Because an environment that would lead officers of the law to freeze a man to death, to beat men to death, to turn a blind eye to sickening acts of violence, to participate in drug trafficking – that sort of environment — which is very much the environment in most Alabama jails and prisons — is fostered at the top. It is allowed to grow and fester by executive indifference.
Let me ask you this: Have you heard Kay Ivey or Steve Marshall criticize the acts contained in the Department of Justice investigative report that detailed horrible abuses in Alabama’s prisons? Have they held press conferences to announce initiatives to stop the violence within our prisons?

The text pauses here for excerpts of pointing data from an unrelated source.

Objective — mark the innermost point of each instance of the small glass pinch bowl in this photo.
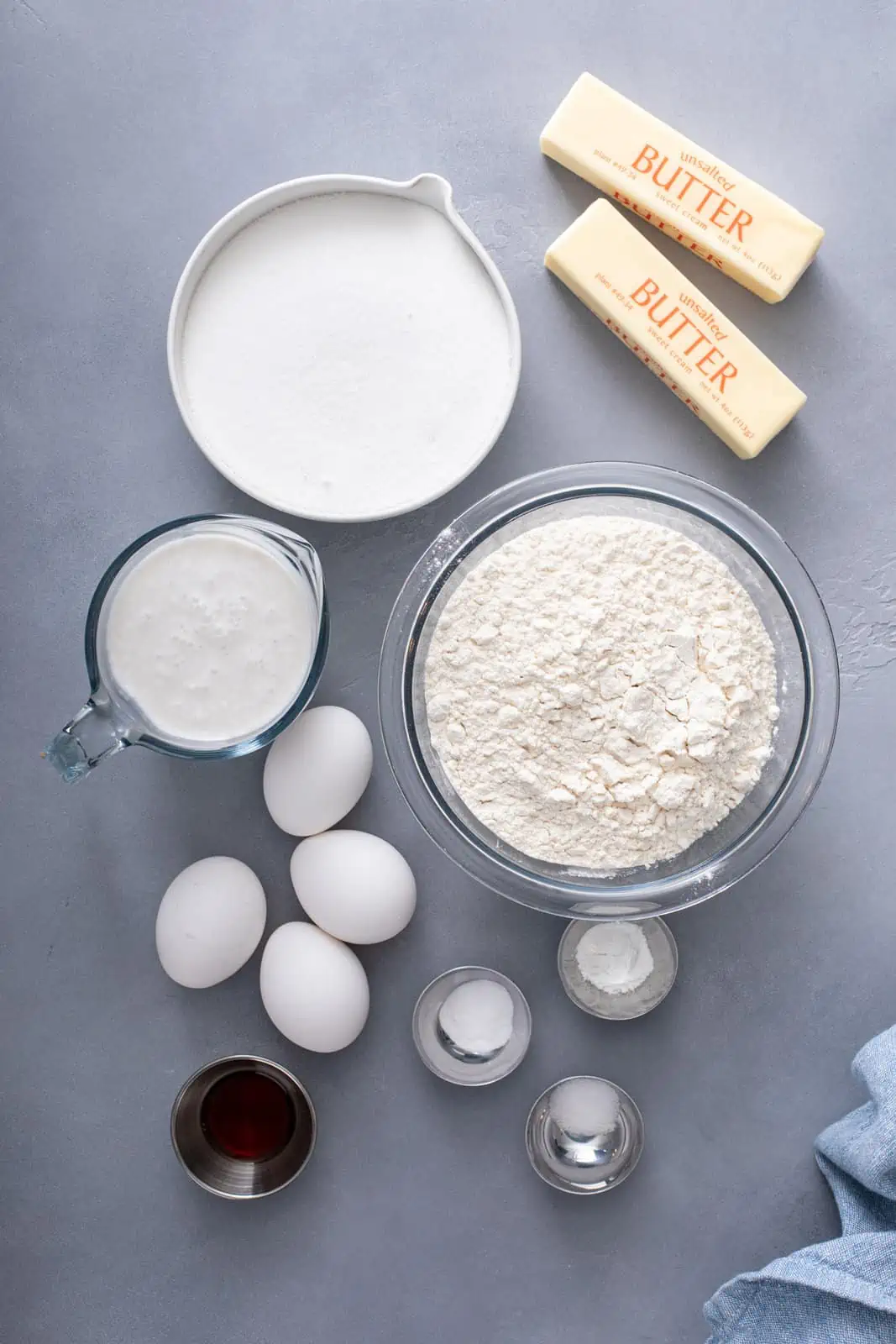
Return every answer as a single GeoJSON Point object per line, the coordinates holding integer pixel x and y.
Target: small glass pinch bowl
{"type": "Point", "coordinates": [808, 689]}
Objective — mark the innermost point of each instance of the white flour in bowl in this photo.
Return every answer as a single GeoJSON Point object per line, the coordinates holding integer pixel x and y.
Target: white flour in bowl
{"type": "Point", "coordinates": [347, 356]}
{"type": "Point", "coordinates": [600, 692]}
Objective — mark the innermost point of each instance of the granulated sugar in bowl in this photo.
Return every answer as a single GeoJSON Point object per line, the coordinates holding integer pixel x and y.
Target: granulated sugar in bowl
{"type": "Point", "coordinates": [609, 690]}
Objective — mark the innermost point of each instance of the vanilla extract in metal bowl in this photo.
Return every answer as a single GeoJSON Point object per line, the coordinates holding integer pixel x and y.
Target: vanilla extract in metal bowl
{"type": "Point", "coordinates": [244, 1126]}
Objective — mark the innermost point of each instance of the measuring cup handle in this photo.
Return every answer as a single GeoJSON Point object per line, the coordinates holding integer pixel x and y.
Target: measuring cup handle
{"type": "Point", "coordinates": [85, 741]}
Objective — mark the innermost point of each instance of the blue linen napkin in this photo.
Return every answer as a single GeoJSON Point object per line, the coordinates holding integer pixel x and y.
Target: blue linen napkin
{"type": "Point", "coordinates": [841, 1292]}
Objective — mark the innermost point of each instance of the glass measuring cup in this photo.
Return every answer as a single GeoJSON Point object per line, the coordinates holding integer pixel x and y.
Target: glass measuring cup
{"type": "Point", "coordinates": [110, 721]}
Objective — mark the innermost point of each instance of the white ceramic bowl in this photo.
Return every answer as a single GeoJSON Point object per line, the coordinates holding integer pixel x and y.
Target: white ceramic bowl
{"type": "Point", "coordinates": [426, 190]}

Hell, Steve Marshall is releasing two or three press releases every day – sent out one Wednesday that contained an op-ed from him criticizing the state’s early release program. Yet, with all of that abuse detailed by the DOJ report, do you recall a single instance of Marshall – or any other Alabama AG, for that matter – drawing attention to horrid conditions of our prisons or the unspeakable violence endured by Alabama prisoners? Even once?
Of course not. Which is why this issue falls back on us. Because leadership reflects voters’ wishes.
Apparently, what we wish for is a corrections system that’s cruel, violent and indifferent. That’s exactly what we’re getting.
But here’s the thing: don’t think that simply because you played no active role in Mitchell’s death or the everyday violence of an Alabama prison that you bear no responsibility, that your hands are blood-free.
Indifference to the suffering and violence is condoning it. And that’s just as awful.